Reed’s dedication to softball began from those first days of youth competition and later into her high school and travel softball seasons. She was a four-year varsity letterwinner and three-time state champion for Meigs County High School where she set the school record for most hits in a single season. She also played travel ball for the Tennessee Fury. At the 2016 and 2017 TSSAA State Championship she set the TSSAA State Tournament record for most runs scored (12). Her efforts caught the eyes of the Tennessee Sports Writers Association, who named her to the All-State, All-District, All-Region and All-Academic teams.
Right by her side through high school and travel ball was her younger sister, Arika Reed. Arika then followed her sister to The University of Toledo, joining the Rockets in 2021.

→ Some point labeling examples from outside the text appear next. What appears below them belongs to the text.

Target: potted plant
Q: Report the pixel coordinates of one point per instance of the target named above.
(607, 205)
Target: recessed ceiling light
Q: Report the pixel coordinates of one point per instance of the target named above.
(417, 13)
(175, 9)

“The opportunity to play with my sister has been the driving force behind my success,” Reed said. “We are the perfect combination to competitively enhance one another to be the best forms of ourselves that we can be. She is the best supporter, and I couldn’t imagine being at this level without her by my side.”
Aubrey has been a good role model for Arika, both on the field and in the classroom. She was named to the 2021 Academic All-MAC Team, an honor that is granted to student-athletes for their ability to balance athletics and academics. A 53-game schedule along with practice, training and travel is a lot for any student-athlete on top of a full class load. Reed developed self-control and sought help from Dr. Julie Murphy, associate professor in the College of Pharmacy and Pharmaceutical Sciences, to help organize her workload and adjust to her missing classes and exams during the softball season.

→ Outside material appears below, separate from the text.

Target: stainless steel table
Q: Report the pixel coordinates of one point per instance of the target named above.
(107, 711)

“I honestly can’t remember the last semester I took under 18 credit hours, but I have to thank my pharmacy professors for being so understanding,” Reed said.
This year, particularly, Reed built a special relationship with Murphy. As the only student-athlete in her class, Reed knew she would need to reach out to her professor to discuss her unique challenges.

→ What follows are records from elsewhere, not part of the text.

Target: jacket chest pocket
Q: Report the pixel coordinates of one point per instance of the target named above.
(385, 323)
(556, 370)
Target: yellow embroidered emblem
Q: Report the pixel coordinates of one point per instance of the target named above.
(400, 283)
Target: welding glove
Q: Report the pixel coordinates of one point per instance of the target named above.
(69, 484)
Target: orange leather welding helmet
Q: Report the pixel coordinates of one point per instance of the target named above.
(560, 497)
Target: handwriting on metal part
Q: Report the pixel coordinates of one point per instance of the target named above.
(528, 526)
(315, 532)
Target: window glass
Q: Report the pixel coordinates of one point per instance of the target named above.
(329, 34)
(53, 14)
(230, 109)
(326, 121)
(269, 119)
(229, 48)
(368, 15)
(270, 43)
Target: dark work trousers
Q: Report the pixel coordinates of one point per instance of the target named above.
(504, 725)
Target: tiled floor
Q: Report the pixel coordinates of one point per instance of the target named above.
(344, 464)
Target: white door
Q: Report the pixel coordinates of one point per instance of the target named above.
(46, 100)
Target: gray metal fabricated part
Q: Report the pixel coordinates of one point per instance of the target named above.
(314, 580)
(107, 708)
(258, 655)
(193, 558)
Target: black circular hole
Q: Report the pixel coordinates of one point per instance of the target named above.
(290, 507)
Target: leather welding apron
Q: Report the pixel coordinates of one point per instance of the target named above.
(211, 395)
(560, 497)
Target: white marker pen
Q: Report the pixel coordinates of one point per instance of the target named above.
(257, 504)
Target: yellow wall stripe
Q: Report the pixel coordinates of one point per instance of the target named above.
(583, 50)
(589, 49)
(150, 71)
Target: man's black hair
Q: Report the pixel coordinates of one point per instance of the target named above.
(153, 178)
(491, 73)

“Aubrey met with me the first week of classes to review her practice and game schedule,” Murphy said. “After looking at it, I’ll be honest, I was wondering if she would be able to be successful in this 8-credit-hour course and her other courses on top of being a student-athlete. Aubrey convinced me it can be done. She never complains about these competing commitments. She just gets the job done. In three words, Aubrey is dedicated, determined and disciplined.”
Reed will also have one more year in the Midnight Blue and Gold next season to exhaust her athletic eligibility and get one more years’ worth of memories.
“The best takeaway from playing with this team is realizing no matter the situation that occurs, you have the choice to build your own support system and at the end of the day that will dictate the level of success that you can achieve,” Reed said. “Positive people attract prosperity and expose the path towards success. When the day comes that I have to hang my cleats up for good, I will miss the relationships that I have built over the past 17 years and the successes that I owe to softball that will fade with time.”